NEW YORK (Usa) – Nei primi dieci mesi del 2006, l’importazione di caffè torrefatto negli Usa è calato del 2,2% rispetto allo stesso periodo del 2005 fermandosi a 657.893 sacchi.
Cresce in compenso il valore delle importazioni, che sale a 179,91 milioni di dollari, con un incremento del 1,8%.
Il primo fornitore americano rimane il Canada, con il 38,6% del totale.
Il secondo posto è dell’Italia, che ha esportato oltreoceano 61.259 sacchi, per un fatturato di 23,86 milioni di dollari.
Ai minori volumi è corrisposto però un valore nettamente maggiore: il prezzo medio del torrefatto made in Italy è stato infatti di 389,49 dollari/sacco, contro i 283,16 del caffè di produzione canadese.
Alle spalle del nostro paese troviamo il Brasile, con 51.541 sacchi di caffè già torrefatto e un incremento a volume del +35,6%.
Ma all’orizzonte si profila il pericolo della Germania.
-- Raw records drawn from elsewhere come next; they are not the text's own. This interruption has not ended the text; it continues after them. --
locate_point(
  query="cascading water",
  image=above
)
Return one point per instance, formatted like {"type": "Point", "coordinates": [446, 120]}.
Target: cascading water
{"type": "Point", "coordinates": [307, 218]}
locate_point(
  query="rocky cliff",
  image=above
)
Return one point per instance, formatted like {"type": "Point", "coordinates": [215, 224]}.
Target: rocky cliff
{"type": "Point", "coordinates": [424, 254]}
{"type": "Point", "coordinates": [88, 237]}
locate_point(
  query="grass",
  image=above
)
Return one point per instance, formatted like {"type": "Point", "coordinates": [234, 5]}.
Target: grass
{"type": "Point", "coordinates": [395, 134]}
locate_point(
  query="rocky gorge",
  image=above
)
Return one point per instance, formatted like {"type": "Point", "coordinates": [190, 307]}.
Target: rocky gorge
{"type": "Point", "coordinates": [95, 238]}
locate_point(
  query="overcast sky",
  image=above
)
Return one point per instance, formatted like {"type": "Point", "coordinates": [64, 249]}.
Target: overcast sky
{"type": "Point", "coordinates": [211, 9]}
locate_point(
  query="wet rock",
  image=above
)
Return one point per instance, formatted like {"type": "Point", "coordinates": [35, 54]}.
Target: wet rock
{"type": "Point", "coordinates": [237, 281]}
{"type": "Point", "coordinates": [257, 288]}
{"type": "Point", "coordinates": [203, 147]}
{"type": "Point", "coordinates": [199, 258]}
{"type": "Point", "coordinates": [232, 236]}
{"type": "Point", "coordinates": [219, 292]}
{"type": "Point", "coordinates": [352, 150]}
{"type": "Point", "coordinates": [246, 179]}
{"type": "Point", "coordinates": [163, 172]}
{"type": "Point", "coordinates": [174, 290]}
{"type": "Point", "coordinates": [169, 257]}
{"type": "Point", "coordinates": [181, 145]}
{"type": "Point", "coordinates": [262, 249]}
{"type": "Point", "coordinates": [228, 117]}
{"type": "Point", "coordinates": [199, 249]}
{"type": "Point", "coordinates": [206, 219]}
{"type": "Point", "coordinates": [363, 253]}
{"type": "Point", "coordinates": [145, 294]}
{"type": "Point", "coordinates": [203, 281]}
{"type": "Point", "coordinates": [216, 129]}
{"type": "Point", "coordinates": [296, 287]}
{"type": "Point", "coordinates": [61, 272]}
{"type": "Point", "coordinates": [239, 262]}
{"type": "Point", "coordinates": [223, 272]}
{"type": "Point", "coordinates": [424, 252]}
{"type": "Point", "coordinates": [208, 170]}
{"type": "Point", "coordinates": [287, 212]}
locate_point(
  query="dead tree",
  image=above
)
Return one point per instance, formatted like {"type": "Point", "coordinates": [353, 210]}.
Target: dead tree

I torrefattori della Germania, dopo aver dato una sonora lezione ai nostri esportatori e aver iniziato a dilagare anche nei nostri supermercati e ipermercati puntano ora al ricco mercato nordamericano.
Ricordiamo che soltanto tre anni fa l’Italia era il primo esportatore al mondo di caffè senza produrlo. Due anni fa il sorpasso dei produttori tedeschi che ora esportano quattro volte la quantità di torrefatto prodotta in Italia.
Una crescita formidabile aiutata anche da avamposti italiani, come quella torrefazione di Bologna che lavora per il marchio Tchibo.